Use the expression board

In addition to visual tools like the histogram and chart, Contour also offers an expression board that lets you work with Contour’s rich expression language to derive new columns from your data, perform complex filtering, or perform complex aggregations. Contour's expression language is a custom language that incorporates a number of functions from SparkSQL.

Tips
  • When using the expression editor, use the ? icon for a quick reference of the expression language.
  • As you type, suggested functions appear in a dropdown. Click or use the Enter key to select a function.

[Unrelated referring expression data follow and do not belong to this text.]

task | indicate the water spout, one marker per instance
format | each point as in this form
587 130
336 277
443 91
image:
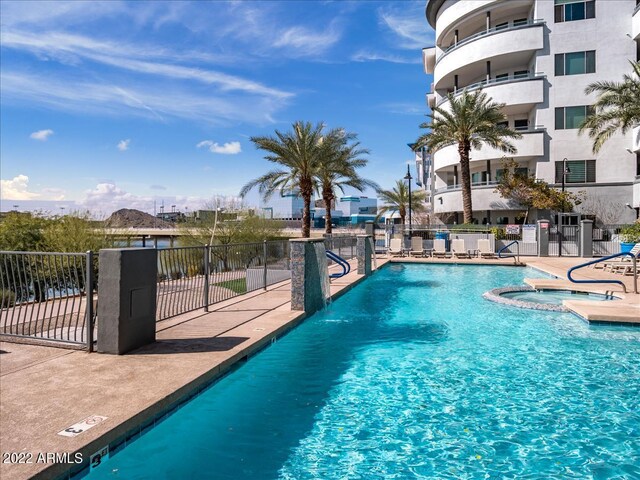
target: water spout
323 269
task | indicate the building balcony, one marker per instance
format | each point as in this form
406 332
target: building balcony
519 92
429 59
454 13
483 197
530 145
504 46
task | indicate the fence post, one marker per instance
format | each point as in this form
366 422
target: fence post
264 251
207 273
89 293
586 238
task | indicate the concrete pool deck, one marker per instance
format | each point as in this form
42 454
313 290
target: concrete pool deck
191 350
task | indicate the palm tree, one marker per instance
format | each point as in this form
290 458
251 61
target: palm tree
298 152
340 161
397 200
617 107
473 119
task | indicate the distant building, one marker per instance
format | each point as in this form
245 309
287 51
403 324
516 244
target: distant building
283 205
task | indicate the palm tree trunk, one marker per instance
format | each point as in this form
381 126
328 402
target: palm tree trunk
328 199
463 150
306 192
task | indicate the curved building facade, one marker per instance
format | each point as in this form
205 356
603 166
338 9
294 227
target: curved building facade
537 57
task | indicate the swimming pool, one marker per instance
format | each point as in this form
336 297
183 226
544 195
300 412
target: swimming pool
413 375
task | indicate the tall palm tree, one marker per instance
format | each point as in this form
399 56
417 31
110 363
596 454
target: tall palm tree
397 200
473 119
341 159
617 107
298 152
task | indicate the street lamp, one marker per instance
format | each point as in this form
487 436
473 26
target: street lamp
408 178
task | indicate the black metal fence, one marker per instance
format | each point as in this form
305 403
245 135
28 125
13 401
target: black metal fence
48 296
190 278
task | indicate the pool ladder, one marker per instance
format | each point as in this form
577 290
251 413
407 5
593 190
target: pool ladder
617 282
516 256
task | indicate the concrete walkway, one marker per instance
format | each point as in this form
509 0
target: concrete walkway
45 390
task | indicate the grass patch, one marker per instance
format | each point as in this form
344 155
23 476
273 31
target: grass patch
238 285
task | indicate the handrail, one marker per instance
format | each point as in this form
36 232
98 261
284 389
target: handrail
517 255
593 262
346 268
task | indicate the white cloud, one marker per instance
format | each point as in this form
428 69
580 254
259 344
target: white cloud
229 148
41 135
409 24
78 95
123 145
366 56
18 189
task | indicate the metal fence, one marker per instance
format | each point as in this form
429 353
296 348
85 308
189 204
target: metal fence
343 246
190 278
48 296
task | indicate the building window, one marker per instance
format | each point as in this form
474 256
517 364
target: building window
521 125
580 171
571 10
520 171
575 63
568 118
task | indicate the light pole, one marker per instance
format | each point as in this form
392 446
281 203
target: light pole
565 170
408 178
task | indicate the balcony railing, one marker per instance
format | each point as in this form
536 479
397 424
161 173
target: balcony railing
457 186
490 31
494 81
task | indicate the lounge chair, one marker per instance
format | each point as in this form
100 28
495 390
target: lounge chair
620 263
416 247
395 247
485 250
440 248
457 247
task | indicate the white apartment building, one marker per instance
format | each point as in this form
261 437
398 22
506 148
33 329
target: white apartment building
537 57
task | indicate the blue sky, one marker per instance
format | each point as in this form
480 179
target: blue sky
116 104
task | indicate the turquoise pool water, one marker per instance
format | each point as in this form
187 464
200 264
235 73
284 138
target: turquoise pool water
413 375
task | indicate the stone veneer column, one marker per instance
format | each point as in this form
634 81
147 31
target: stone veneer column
543 238
306 287
586 238
127 299
363 253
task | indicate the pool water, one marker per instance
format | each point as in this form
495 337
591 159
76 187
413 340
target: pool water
554 297
412 374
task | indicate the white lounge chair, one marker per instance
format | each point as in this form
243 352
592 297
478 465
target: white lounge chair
620 263
416 247
485 250
457 247
395 247
440 248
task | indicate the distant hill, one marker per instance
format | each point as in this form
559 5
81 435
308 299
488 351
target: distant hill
129 218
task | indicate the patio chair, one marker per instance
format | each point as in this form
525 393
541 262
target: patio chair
620 263
440 248
416 247
395 247
457 247
485 250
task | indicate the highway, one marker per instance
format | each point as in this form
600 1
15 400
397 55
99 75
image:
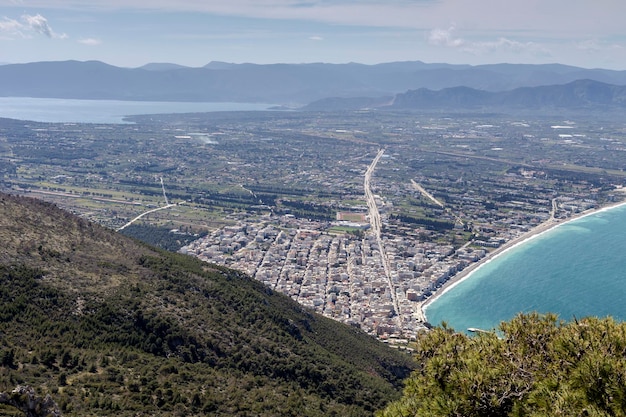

Column names are case-sensitive. Additionally, when selecting a column, you may write the column name with or without double quotes. For example, year("birthdate_col") is equivalent to year(birthdate_col). For consistency, column names in this documentation are written with double quotes.


Adding an expression board

You can add an expression board to your Contour analysis from the toolbar as demonstrated in this overview:

expressions-apply-calculation

This example uses the open source data from the U.S. Bureau of Transportation Statistics stored in the Foundry Reference Project.


Configuring the expression board

The expression board has two modes: a library of saved expressions and an editor.

Library

The library lets you re-use expressions written by you or others, with arguments:

library

Editor

Within the editor, there are four categories of expressions you can write:

  • Add new column
  • Replace column
  • Filter
  • Aggregate

Adding a new column

Enter the name for your new column, and the expression to build it. For example, create a new column by extracting the year from a birthday using year("birthdate_col"), or create a column with a taxi trip description string by concatenating values from other columns:

derive-column


Replacing a column

Select which column you want to replace, and the expression with which to replace it.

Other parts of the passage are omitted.